Bear Market Rally Highly Likely; Sell into Strength
After a punishing decline in June, U.S. and international stocks are due for a serious bear market rally. And the number of traders betting against further declines, known as the level of short interest, now sits at a record 3.6% of listed equities in the United States. That means a vicious, powerful counter-trend rally is highly possible in July or August.
The 55 percent jump in short interest since October exceeds all other gains since 2000, according to Bloomberg. The six previous increases averaged 28 percent and lasted 11 months. During those periods, the S&P 500 declined an average of 6 percent.

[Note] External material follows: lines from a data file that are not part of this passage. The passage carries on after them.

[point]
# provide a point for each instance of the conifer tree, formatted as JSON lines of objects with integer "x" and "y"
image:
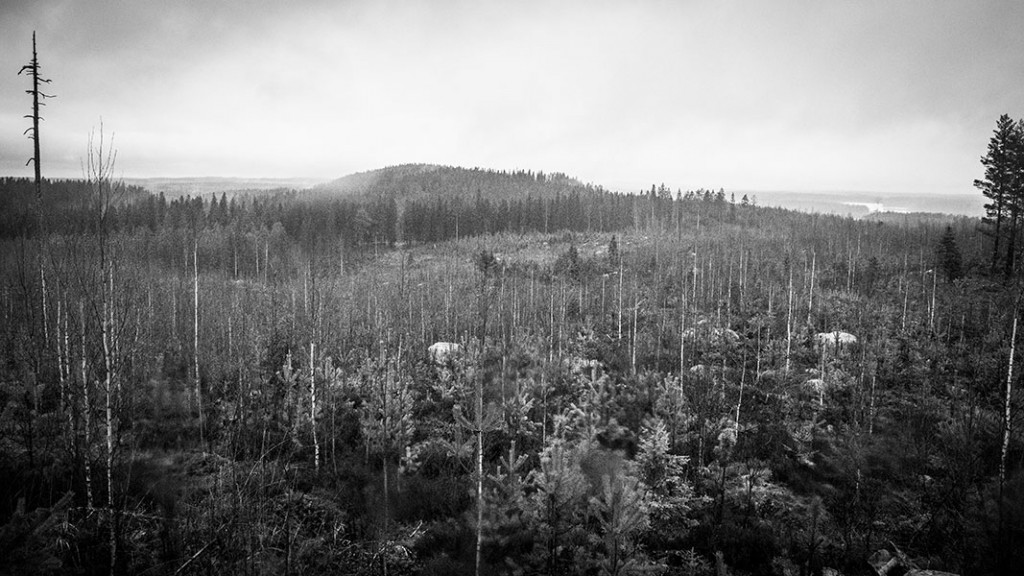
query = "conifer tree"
{"x": 1000, "y": 182}
{"x": 948, "y": 255}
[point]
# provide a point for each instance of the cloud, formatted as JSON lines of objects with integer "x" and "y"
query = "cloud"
{"x": 782, "y": 94}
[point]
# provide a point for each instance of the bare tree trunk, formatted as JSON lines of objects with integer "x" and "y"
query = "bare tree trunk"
{"x": 788, "y": 325}
{"x": 810, "y": 290}
{"x": 312, "y": 407}
{"x": 199, "y": 386}
{"x": 1007, "y": 406}
{"x": 1004, "y": 544}
{"x": 86, "y": 413}
{"x": 105, "y": 326}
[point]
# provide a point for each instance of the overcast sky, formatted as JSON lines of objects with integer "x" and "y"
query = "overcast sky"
{"x": 798, "y": 95}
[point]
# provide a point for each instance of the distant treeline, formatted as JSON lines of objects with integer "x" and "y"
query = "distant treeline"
{"x": 375, "y": 215}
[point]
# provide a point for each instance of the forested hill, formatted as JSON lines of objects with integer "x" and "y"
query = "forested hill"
{"x": 415, "y": 181}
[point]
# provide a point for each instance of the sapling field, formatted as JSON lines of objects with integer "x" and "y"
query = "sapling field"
{"x": 665, "y": 382}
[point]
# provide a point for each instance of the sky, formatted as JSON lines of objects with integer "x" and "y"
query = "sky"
{"x": 791, "y": 95}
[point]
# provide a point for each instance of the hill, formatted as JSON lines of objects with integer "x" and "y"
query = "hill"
{"x": 175, "y": 188}
{"x": 416, "y": 181}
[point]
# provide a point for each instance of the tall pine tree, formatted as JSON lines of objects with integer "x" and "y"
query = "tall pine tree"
{"x": 999, "y": 182}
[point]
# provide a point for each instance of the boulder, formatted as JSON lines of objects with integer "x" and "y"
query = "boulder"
{"x": 441, "y": 353}
{"x": 836, "y": 339}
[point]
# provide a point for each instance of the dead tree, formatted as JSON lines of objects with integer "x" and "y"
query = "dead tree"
{"x": 37, "y": 100}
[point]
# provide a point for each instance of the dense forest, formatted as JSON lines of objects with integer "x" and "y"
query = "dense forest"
{"x": 428, "y": 370}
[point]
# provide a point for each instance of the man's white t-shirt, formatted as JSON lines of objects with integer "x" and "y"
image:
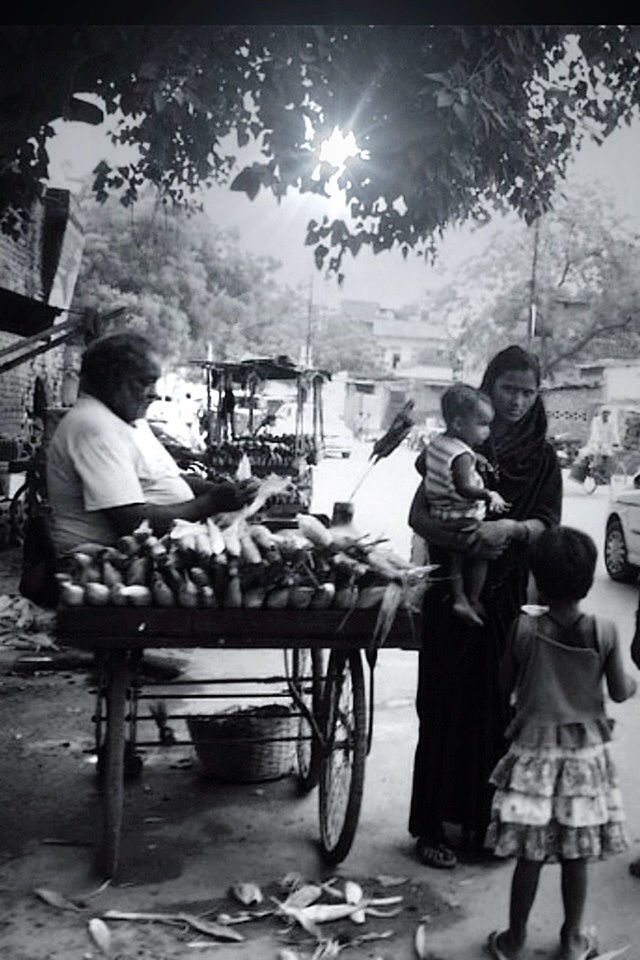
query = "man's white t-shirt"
{"x": 96, "y": 461}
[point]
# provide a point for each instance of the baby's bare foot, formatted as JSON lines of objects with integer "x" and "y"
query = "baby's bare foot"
{"x": 464, "y": 610}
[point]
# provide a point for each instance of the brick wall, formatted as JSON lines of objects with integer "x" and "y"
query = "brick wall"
{"x": 16, "y": 386}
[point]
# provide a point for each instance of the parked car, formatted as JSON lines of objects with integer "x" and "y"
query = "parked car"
{"x": 338, "y": 441}
{"x": 622, "y": 533}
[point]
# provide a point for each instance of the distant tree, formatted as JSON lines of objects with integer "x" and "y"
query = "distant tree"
{"x": 184, "y": 282}
{"x": 587, "y": 287}
{"x": 450, "y": 120}
{"x": 339, "y": 345}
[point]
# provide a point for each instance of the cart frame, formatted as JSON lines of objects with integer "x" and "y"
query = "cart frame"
{"x": 335, "y": 711}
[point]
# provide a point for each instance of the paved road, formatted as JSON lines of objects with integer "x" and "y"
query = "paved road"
{"x": 381, "y": 505}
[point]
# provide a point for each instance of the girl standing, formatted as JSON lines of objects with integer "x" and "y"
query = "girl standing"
{"x": 556, "y": 797}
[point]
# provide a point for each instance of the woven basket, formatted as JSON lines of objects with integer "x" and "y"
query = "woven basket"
{"x": 223, "y": 743}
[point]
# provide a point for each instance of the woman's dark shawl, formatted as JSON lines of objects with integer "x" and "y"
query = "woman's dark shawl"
{"x": 463, "y": 713}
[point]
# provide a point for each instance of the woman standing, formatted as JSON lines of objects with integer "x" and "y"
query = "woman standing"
{"x": 461, "y": 710}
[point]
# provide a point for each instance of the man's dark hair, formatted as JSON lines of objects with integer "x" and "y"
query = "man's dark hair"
{"x": 109, "y": 361}
{"x": 563, "y": 562}
{"x": 461, "y": 400}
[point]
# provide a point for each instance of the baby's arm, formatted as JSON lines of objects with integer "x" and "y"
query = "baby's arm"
{"x": 619, "y": 684}
{"x": 461, "y": 472}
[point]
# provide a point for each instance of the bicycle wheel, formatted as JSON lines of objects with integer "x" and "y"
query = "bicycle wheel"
{"x": 307, "y": 677}
{"x": 343, "y": 761}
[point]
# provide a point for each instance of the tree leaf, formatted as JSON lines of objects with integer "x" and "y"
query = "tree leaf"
{"x": 55, "y": 899}
{"x": 444, "y": 98}
{"x": 248, "y": 181}
{"x": 100, "y": 934}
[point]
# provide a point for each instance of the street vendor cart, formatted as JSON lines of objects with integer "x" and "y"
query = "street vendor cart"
{"x": 324, "y": 677}
{"x": 239, "y": 424}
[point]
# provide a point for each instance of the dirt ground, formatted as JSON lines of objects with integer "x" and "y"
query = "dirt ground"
{"x": 185, "y": 839}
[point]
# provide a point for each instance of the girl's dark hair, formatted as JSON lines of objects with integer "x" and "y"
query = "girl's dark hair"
{"x": 460, "y": 400}
{"x": 563, "y": 562}
{"x": 118, "y": 357}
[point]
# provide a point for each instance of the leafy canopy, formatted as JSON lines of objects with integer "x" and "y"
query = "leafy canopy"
{"x": 451, "y": 121}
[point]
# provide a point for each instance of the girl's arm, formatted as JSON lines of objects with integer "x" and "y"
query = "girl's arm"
{"x": 619, "y": 684}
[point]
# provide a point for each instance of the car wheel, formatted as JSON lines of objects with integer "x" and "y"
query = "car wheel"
{"x": 615, "y": 554}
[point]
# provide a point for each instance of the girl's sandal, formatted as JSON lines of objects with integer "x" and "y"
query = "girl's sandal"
{"x": 436, "y": 855}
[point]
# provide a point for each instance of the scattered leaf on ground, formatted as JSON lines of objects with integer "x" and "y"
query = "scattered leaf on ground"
{"x": 55, "y": 899}
{"x": 611, "y": 954}
{"x": 386, "y": 880}
{"x": 247, "y": 893}
{"x": 291, "y": 881}
{"x": 304, "y": 896}
{"x": 100, "y": 934}
{"x": 420, "y": 942}
{"x": 353, "y": 892}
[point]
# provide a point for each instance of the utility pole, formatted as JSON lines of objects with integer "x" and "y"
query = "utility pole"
{"x": 308, "y": 343}
{"x": 533, "y": 305}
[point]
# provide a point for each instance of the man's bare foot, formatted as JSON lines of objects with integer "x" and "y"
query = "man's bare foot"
{"x": 578, "y": 946}
{"x": 464, "y": 610}
{"x": 501, "y": 946}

But before breaking out the champagne to celebrate the end of this bear market, remember that we’re still a long way from the finish line as it pertains to housing and credit. Also, the Fed has lost control of inflation – many foreign central banks in Asia are way behind the inflation curve and other emerging markets will follow amid skyrocketing food and energy prices.
Bear market rallies tend to be awfully convincing.
Previous bear market rallies from 2000 to 2002 resulted in big single-digit gains for global stocks. But gains were savagely cut as investors eventually headed for the exits at the same time as the economy deteriorated until prices finally bottomed in October 2002. But by then, the MSCI World Index had plunged more than 50% from its March 2000 all-time high and the S&P 500 Index more than 40%.
From its all-time high last October, the MSCI World Index now trades about 22% off its best levels and the S&P 500 Index is down 21%. According to Ned Davis Research, the average stock market decline in a bear market suggests we still have another roughly 10% of losses ahead as earnings deteriorate.
Personally, this is the worst year I’ve seen since 1998. And I’ll be candid like always.
Most of my recommendations have been pulled sharply lower over the last 12 months – including my contrarian value investing strategies. Most of the stocks I’ve been buying – already down more than a third or more at the time of their purchase, have declined even further in this mess. Only gold stocks are working for me along with positions in agriculture, the yen and reverse-index funds. Until last week, only oil and gold stocks, fertilizer companies and coal shares had rallied in 2008. If you don’t own these stocks, forget it; the rest of the market has literally tanked.
The final stage of bear market capitulation has not occurred. The pain will truly end when everyone is dumping stocks en masse and more losses are inflicted. Use any intermittent bear market rally this summer to sell stocks. The worst is not behind us.